Only at the weekend it was revealed that elite SAS troops are under investigation over accusations that they executed unarmed Afghan civilians in cold blood.

Among the incendiary charges are that the SAS used fake photography to conceal civilian deaths, falsified reports and planted Taliban weaponry on victims to disguise them as insurgents.

As Max Hastings argued powerfully in the Mail yesterday, all charges of misconduct must be examined, especially such serious ones. But based on my own long military experience, this episode does not have the ring of truth.

I had SAS soldiers operating under my command in Northern Ireland, Iraq, Afghanistan and the Balkans, and I always found them highly trained, controlled and disciplined. The alleged behaviour does not match anything I have seen of SAS activity.

Such a criminal conspiracy could only have been enacted with orders from the top; we have seen not a shred of evidence to support such a plot, just as there is none to support claims of Iraqi abuses.

Yet the circus continues, driven forward by ministerial edict and underwritten by the taxpayer. This is partly down to the power of the political agenda. Phil Shiner is a left-winger who patently wanted to undermine the services.

Similarly, Labour leader Jeremy Corbyn — Marxist revolutionary, IRA sympathiser, and unilateral nuclear disarmer — jumped on the anti-army bandwagon by calling for an independent inquiry into alleged SAS ‘war crimes’.

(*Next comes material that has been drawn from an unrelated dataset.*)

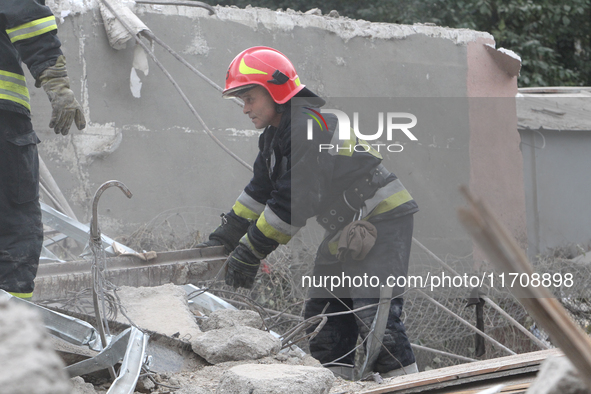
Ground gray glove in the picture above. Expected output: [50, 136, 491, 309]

With the same zeal with which he once denounced the recapture of the Falklands, he declared that ‘there can be no question of a cover-up’.

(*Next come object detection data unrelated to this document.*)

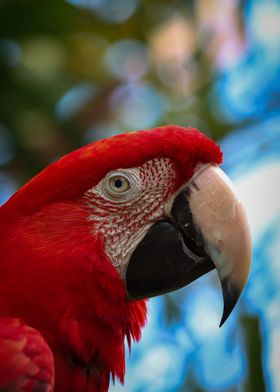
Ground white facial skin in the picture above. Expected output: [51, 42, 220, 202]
[85, 158, 251, 300]
[86, 158, 176, 277]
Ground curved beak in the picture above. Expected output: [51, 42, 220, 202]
[125, 166, 251, 326]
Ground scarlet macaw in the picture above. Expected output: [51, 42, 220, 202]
[0, 126, 251, 392]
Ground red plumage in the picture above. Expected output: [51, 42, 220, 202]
[0, 126, 221, 392]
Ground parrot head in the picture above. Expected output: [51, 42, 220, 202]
[2, 126, 251, 388]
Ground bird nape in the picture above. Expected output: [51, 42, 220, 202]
[0, 125, 251, 392]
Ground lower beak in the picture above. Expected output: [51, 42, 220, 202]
[125, 166, 251, 325]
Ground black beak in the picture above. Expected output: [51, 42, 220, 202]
[125, 167, 251, 324]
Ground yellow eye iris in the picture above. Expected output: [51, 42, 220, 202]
[108, 176, 130, 195]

But other, less radical, politicians have been almost as bad. Senior figures in both main parties like to parade their supposed virtue by showing their eagerness to take up cases against our troops.

That is very different to the US attitude, which holds that the real virtue lies in the defence of their military.

The supine British attitude explains why the MoD was so determined to hound Royal Marine sergeant Alexander Blackman for killing a Taliban fighter, not only by securing his conviction for murder — rightly overturned — but also by resisting his appeal.

The political impetus behind the pathetic surrender to the lawyers has been accelerated by two other factors.

One is the notorious Human Rights Act of 1998, which has become a cash cow for money-grabbing lawyers, political activists and vexatious litigants. Social justice warriors might benefit from the act, but real warriors lose out.

The second is Britain’s membership of the International Criminal Court in the Hague, agreed by Tony Blair’s government in 2001.

He was warned that it would result in UK military personnel being placed in the dock simply for doing their duty; nevertheless he went ahead.

To the outrage of ‘progressive’ opinion, the US refused to join the International Court, because it did not want its soldiers to come under the jurisdiction of foreign regimes, or its military campaigns to be an arena for litigation.

As the latest Iraqi farce illustrates, British officialdom is trying to apply the legal niceties of peaceful civilian life to the lethal conflict and chaos of the battlefield.

The result is not justice, but a bonanza for lawyers and their clients. A central reason for this flight from common sense is that so few politicians, civil servants and even senior officers have any hardened experience of war.

Over my years as an officer, I was disturbed to witness how many cases the MoD settled against litigants without a fight, even when the accusations had no foundation. The argument was always that going through the courts was too expensive, so the taxpayer was saving money.

I did not believe that then, and, after this week’s revelations, I know it is even more untrue. This pusillanimous outlook inflicts more damage on our armed forces than any court action could achieve.

In effect, those who fight for the Queen’s colours see our government colluding with foes. That partly explains why recruitment is in crisis and morale badly deflated.

The willingness to settle also gives credence to allegations of abuse. That in turn provides more ammunition for our foes. In practice, therefore, the judicial white flag is a catalyst for more violence.

The folly will never end until British interests are given priority. If only our leaders had the same guts as the serving men and women now under scrutiny.